Qué aburrimiento
Hay espacios comunes en los que siempre se ven los mismos rostros serios y aburridos: la sala de espera en el médico y el metro. En la primera, esa cara de seriedad se acompaña con la congoja, que suele exagerarse durante la visita, para después aventar una bocanada de aire en señal de fastido. Las miradas siempre se dirigen al techo o al paciente que parece más jodido, algunas veces se da una ojeada a las revistas especializadas, que, en vista de la tediosa espera, cualquier lectura puede ser elemento de distracción, hasta ese artículo que habla del "Staphylococcus epidermidis formador de biofilm en pacientes con y sin blefaroconjuntivitis".
En el metro, en cambio, las miradas zigzaguean siguiendo los rostros de los pasajeros que entran y salen del vagón, los que se sientan enfrente y al lado de uno. Cuando se cruzan las miradas, se esquivan con urgencia y entonces se dirigen nuevamente al tablero que anuncia la próxima estación, única zona neutral donde las miradas pueden gobernar de manera autónoma, sin temor al sobresalto.
"Próxima estación... Fontana".
En la oscuridad del túnel, las miradas se pierden en ese vidrio que refleja rostros fantasmagóricos y no tarda quien se aproxima al cristal para extirparse ese inoportuno grano que le lleva molestando desde hace días. Las señoras mayores van sentadas con la mirada en un punto fijo sujetando bien fuerte el bolso, como si fuera un ramillete de flores que se lleva al altar; se peinan los cabellos castigados por los tintes y acomodan las posaderas de cuando en cuando. Al lado, quizá vaya un joven estudiante con las piernas estiradas hasta donde la amabilidad del vecino se lo permita y luego saca una bocata de chorizo cuyo olor provoca un hambre descomunal en algunos pasajeros. Ya es la hora del almuerzo y por ahí un hombre también hambriento aprovecha el apretujón para pegarse con lujuria al trasero de una apetecible mujer. Así es, unos con un hambre atroz y otras con un hombre atrás.
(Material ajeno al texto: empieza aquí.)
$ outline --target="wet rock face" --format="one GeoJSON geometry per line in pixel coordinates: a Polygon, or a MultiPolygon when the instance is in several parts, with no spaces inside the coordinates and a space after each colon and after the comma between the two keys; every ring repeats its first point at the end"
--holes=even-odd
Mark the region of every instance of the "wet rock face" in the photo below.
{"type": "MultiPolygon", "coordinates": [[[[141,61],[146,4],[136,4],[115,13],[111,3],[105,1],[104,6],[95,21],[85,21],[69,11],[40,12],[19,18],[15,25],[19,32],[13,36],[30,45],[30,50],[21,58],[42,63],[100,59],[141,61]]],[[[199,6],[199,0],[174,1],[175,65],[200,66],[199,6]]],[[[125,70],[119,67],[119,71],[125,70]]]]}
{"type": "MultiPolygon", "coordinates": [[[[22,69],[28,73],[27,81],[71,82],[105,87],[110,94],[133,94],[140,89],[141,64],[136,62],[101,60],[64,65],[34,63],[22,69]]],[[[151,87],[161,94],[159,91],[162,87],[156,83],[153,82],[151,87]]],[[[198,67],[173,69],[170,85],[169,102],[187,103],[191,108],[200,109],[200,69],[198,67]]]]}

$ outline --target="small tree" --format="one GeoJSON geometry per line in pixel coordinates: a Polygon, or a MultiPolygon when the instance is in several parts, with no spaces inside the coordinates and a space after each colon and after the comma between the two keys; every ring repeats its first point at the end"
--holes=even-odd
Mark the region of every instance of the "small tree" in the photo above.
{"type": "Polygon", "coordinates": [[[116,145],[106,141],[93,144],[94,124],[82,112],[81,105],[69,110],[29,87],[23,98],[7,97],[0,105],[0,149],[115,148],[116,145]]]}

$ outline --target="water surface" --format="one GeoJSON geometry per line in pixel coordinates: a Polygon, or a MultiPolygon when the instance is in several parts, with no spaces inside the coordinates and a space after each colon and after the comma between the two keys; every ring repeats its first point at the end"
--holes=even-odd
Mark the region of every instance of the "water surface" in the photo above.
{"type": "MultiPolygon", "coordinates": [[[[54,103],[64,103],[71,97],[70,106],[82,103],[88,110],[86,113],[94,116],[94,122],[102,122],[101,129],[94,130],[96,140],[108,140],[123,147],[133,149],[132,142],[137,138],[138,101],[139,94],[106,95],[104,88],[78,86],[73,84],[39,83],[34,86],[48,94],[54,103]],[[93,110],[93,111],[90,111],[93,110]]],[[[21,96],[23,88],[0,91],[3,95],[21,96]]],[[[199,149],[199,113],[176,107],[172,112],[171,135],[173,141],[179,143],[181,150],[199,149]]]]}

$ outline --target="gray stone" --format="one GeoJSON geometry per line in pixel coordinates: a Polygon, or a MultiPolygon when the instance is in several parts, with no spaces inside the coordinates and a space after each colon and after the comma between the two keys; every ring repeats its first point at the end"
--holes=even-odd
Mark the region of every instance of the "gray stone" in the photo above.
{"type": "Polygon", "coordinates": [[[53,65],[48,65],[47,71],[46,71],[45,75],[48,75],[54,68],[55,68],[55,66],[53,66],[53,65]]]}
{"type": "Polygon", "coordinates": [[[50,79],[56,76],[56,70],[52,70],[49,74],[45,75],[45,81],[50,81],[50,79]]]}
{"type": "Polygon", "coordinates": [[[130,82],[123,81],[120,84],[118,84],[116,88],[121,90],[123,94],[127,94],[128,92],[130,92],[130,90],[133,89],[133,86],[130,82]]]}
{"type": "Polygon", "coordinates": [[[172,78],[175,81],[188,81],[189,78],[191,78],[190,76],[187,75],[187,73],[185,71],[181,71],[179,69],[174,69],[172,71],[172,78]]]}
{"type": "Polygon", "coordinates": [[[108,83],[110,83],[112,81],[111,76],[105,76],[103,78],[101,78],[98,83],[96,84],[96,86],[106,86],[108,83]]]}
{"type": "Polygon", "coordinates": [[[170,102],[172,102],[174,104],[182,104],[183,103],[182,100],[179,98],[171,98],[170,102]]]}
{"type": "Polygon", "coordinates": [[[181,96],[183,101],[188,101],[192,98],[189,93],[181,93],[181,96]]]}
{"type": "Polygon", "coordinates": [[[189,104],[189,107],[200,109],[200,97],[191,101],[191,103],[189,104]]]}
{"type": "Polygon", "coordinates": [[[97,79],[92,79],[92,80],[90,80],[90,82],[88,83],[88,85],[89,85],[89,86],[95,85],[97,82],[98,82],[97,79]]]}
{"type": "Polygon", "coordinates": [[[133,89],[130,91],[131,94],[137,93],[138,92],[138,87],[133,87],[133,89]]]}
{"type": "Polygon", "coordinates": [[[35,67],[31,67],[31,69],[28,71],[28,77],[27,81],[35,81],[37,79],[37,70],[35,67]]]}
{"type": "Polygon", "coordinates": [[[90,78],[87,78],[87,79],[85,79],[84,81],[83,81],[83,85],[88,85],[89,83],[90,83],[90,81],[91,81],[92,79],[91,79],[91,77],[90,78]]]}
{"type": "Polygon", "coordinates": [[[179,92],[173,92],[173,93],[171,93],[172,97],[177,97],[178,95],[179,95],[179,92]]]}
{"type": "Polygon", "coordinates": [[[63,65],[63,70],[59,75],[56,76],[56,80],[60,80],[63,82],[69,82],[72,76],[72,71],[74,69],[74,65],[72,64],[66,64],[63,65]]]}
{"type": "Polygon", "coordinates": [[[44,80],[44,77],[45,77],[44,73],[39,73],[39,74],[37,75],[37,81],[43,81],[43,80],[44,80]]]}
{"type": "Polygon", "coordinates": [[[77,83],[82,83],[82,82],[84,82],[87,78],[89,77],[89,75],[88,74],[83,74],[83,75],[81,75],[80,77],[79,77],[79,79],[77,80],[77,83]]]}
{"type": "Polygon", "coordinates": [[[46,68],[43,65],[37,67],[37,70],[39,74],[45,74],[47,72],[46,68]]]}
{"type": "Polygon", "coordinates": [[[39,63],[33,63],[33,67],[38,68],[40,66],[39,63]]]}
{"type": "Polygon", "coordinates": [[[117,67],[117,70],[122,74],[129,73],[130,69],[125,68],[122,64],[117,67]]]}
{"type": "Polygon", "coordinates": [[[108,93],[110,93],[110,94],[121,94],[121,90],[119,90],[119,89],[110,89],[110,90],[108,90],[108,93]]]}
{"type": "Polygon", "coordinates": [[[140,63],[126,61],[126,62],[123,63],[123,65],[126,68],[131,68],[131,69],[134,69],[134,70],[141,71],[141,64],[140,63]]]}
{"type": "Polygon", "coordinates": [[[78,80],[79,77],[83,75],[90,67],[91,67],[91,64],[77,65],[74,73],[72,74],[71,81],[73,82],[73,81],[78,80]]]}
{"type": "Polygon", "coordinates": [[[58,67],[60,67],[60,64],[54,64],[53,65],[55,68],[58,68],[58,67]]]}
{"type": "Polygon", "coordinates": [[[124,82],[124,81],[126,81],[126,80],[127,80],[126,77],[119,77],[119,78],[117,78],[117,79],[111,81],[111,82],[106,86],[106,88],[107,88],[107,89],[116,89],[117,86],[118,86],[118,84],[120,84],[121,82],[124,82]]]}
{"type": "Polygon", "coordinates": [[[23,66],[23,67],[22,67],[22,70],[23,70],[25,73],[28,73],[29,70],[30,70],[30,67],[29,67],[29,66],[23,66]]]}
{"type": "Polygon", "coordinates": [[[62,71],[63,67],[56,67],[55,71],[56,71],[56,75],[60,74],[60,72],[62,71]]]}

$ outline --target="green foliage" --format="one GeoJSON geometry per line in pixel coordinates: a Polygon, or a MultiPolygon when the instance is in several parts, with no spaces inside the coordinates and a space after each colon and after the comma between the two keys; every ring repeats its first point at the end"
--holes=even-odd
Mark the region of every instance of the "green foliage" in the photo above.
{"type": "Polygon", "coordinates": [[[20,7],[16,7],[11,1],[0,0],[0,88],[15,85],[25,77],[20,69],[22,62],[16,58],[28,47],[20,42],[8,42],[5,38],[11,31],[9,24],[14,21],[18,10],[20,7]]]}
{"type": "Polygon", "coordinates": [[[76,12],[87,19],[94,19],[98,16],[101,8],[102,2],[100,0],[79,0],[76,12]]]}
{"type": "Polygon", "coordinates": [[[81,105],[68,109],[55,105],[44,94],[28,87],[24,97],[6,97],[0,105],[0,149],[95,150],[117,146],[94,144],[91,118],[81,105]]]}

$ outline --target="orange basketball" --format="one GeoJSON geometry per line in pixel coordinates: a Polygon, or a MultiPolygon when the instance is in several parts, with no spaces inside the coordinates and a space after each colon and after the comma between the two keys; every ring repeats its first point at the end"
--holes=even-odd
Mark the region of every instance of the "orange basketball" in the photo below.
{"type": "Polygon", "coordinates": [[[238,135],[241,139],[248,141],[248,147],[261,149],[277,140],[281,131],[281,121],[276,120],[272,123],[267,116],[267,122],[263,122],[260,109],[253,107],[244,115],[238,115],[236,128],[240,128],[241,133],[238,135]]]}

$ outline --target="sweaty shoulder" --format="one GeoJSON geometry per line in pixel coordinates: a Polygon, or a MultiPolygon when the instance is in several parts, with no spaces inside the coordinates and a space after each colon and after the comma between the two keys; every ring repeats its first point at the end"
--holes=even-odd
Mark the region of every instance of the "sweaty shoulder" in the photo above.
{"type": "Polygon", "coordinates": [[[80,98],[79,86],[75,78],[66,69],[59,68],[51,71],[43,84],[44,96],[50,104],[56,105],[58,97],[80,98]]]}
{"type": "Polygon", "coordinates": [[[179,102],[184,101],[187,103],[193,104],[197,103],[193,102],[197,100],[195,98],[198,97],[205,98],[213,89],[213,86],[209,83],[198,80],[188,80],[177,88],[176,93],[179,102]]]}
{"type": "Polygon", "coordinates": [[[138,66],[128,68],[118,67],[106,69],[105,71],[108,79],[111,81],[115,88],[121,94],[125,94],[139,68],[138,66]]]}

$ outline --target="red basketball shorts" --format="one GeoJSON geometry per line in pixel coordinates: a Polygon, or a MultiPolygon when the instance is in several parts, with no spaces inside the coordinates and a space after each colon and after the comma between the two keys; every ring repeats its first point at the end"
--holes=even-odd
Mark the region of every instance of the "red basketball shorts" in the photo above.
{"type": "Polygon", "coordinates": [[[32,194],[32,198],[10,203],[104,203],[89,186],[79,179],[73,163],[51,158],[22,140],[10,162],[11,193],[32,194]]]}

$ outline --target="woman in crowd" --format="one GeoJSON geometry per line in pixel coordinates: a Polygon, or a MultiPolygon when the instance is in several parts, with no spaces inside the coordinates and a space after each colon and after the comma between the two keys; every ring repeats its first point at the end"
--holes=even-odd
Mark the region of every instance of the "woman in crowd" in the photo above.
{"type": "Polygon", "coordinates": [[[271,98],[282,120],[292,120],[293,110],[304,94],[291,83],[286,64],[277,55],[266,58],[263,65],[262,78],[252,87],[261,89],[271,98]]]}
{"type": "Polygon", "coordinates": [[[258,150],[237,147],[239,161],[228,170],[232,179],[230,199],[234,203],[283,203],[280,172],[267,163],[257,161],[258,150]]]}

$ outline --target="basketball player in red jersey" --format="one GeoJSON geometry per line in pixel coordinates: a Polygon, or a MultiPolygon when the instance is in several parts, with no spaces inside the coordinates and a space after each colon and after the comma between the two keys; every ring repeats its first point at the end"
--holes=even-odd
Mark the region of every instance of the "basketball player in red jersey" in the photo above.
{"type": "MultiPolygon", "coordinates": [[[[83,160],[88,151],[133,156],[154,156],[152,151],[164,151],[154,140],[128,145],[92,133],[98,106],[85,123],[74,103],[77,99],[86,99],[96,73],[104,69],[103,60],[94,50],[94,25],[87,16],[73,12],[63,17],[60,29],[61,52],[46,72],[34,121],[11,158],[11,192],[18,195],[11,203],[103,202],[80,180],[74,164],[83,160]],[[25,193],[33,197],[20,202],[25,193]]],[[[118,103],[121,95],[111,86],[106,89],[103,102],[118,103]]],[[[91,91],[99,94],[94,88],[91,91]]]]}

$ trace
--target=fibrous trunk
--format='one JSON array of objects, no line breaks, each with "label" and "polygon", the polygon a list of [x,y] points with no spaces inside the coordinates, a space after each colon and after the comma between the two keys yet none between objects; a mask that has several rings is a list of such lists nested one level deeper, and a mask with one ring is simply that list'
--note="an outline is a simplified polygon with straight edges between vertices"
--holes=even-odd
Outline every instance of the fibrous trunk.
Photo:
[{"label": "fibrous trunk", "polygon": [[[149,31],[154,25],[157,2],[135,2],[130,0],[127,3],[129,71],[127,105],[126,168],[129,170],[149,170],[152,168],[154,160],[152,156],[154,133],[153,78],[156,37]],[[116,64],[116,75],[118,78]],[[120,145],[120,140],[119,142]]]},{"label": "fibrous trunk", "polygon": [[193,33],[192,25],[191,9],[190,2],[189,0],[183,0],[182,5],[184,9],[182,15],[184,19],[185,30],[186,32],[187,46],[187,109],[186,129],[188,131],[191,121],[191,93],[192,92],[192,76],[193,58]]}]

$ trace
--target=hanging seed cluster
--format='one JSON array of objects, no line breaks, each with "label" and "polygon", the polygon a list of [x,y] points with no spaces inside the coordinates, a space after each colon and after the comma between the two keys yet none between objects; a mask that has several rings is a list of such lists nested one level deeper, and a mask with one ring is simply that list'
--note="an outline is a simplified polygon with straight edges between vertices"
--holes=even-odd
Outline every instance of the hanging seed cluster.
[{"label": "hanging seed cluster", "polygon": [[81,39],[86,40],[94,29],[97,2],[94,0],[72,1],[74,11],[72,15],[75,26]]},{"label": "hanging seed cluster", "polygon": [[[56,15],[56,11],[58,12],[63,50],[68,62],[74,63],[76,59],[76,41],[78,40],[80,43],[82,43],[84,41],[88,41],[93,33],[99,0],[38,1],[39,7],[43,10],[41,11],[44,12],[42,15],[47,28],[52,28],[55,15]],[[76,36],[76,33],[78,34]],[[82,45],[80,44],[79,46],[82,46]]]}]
Nunca falta el que va leyendo el diario y el de al lado se acerca para aprovechar de la lectura gratuita. Quien porta el diario, le echa un barrido de reojo como cuando en la escuela te percatas de que intentan copiarte el examen. El usurpador de lectura puede ser un hombre discreto que lee a distancia sin perturbar a su compañero, pero hay quienes empinan la cabeza y hasta participan con un comentario: "¡Hostia, qué tomadura de pelo con el debate! ¡Con esos políticos, mejor no votar a ninguno!". Hay quien descubre la personalidad del acompañante anónimo cuando se percata de los anuncios clasificados que va leyendo: "Me gustan las posturitas, el sandwich y el sexo en aparcamientos. Envía SMS gratis". ¡Tan seriecito que se veía!
"Próxima estación... Urquinaona".
Unas se aferran a los tubos metálicos del vagón como si fuera el único apoyo que tienen en la vida. Otras se cogen de manera insinuante y cuando viene la curva se contornean con estilo, confesando que lo suyo es el tabledance. Entra el grupo de turistas que nunca deja la ciudad e invade el vagón con sus maletotas confinando al usuario hasta el último rincón. Si tiene suerte, le tocará algún pasajero rollizo cuyo neumático de carne le amortiguará el empujón. Si no, tal vez un ladrón se llevará su cartera con todo y la foto que le dejó su novio antes de huir con la otra.
Fuera de eso, en el metro de Barcelona rara vez hay grandes sorpresas, lo más inesperado que puede atestiguar es cómo un tipo se mete disimuladamente el dedo a la nariz para sacarse el molusco y, cuando cree que nadie le observa, embarrarlo en su asiento, y quizá le suceda un milagro, como ver a un hombre levantarse para ceder el asiento a una mujer embarazada.
"Próxima estación...", aquí me bajo.